Working well as a part of a team entails striking a fine balance between contributing your thoughts and your work while empowering others to do the same. You can fail by going too far on either side of the spectrum. Some suffer from blind faith in their own ideas and ostracize their teammates. Others can’t fathom their contributions might be valuable and feel like impostors. Unfortunately, these two attitudes fuel each other and are rampant in the workplace. It’s your responsibility to not only address these issues with yourself, but to help the rest of your team overcome their own shortcomings.

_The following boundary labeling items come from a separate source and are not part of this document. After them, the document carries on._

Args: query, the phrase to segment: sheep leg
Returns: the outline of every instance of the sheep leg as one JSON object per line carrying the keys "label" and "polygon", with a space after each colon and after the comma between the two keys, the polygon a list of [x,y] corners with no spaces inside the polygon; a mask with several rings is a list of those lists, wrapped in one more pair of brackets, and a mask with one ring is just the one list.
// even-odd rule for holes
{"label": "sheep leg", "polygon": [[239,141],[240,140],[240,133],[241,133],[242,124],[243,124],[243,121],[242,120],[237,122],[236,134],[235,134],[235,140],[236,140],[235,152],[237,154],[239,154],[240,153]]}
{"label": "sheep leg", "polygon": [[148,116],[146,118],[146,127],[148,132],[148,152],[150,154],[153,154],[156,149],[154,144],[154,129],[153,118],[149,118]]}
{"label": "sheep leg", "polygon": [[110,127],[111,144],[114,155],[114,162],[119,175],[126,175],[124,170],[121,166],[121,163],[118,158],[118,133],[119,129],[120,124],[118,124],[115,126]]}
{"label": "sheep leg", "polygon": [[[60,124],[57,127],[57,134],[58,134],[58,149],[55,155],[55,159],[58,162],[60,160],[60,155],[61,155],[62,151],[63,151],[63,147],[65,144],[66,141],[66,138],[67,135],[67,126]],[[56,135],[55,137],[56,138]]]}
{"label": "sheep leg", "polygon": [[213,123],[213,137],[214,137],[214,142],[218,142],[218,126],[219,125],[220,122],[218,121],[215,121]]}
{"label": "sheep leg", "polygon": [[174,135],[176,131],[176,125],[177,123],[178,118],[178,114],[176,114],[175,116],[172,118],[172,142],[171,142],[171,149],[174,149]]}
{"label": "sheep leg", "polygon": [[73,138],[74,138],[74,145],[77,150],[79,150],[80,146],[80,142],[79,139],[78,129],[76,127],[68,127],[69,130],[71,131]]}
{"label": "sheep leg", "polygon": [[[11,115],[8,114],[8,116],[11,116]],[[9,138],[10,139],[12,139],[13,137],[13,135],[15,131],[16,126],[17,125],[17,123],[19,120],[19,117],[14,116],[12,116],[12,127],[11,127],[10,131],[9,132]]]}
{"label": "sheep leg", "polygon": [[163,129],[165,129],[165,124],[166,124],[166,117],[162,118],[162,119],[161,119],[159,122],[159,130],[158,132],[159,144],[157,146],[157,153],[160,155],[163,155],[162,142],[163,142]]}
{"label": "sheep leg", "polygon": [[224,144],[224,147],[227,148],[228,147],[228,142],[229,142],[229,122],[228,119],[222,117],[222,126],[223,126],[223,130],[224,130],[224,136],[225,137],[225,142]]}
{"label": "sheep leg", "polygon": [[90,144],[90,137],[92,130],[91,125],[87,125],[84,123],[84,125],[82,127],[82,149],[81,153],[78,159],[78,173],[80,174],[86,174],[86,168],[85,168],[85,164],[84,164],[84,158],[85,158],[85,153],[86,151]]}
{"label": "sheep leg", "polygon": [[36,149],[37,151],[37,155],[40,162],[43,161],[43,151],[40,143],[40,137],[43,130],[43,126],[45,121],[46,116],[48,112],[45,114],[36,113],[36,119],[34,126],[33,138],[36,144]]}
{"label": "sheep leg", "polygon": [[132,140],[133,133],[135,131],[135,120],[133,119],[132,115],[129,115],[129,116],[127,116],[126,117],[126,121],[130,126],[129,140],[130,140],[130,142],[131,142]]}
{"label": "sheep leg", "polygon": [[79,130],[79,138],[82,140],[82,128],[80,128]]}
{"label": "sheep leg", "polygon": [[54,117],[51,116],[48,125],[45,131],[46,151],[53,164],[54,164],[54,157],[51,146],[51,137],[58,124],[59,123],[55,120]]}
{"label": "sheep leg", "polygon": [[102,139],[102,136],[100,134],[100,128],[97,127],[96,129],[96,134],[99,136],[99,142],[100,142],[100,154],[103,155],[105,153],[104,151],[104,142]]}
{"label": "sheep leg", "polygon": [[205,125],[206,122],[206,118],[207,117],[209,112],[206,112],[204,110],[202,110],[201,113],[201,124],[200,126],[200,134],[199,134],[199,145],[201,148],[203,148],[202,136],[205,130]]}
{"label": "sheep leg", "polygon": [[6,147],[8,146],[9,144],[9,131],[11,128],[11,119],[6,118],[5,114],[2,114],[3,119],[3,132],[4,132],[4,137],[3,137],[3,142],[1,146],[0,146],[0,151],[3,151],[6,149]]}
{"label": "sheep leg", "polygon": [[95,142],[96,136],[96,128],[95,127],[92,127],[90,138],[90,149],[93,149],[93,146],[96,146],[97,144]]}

If you fall in the former category, you can practice a handful of techniques to help mitigate your own dominance and encourage your quieter teammates to contribute:

I have less advice for those who struggle with with being shy or quiet in the workplace. In my experience, this type of personality is less destructive to a team environment than the former. You can still be a team contributor by being active through channels you might be more comfortable with, such as chat, code review, etc… However, it’s still not ideal. I’m a big believer in synchronous face-to-face work such as whiteboarding or pairing being much more effective than online communication. If you’re too shy to speak up during those activities, you’re robbing the team of your insights. I don’t have much better advice than to urge you to seek out solutions to this problem and make a point to work on it.

Generally, anyone can benefit by putting the team before themselves. Always seek to help others. Listen carefully for roadblocks during stand up and be the one who helps overcome them. Volunteer for annoying tasks. Be a mentor -- even if you’re not a senior engineer you can probably find someone who could learn from you.

On a broader scale, you should marry your success to the success of the product you’re currently working on. If you feel that you’re working to make someone else’s dreams come true, get over it or start your own company. Everybody except those at the top get exploited to a certain extent, save your resentment for the ballot box rather than channeling it towards damaging your career. The fastest way to grow is to grow at work. You can learn some things from side projects, but it won’t compare to what you can learn by succeeding as part of a business. You have to be passionate about your job in order to become great.

Wrapping up

Becoming a great engineer requires a lot of work beyond just doing your job. I hope I’ve shown you a few worthwhile ways in which to invest that extra effort. Please let me know if you disagreed with any of these points or if you’re interested in hearing more about any of them. Some of these sections could probably be expanded into entire pieces.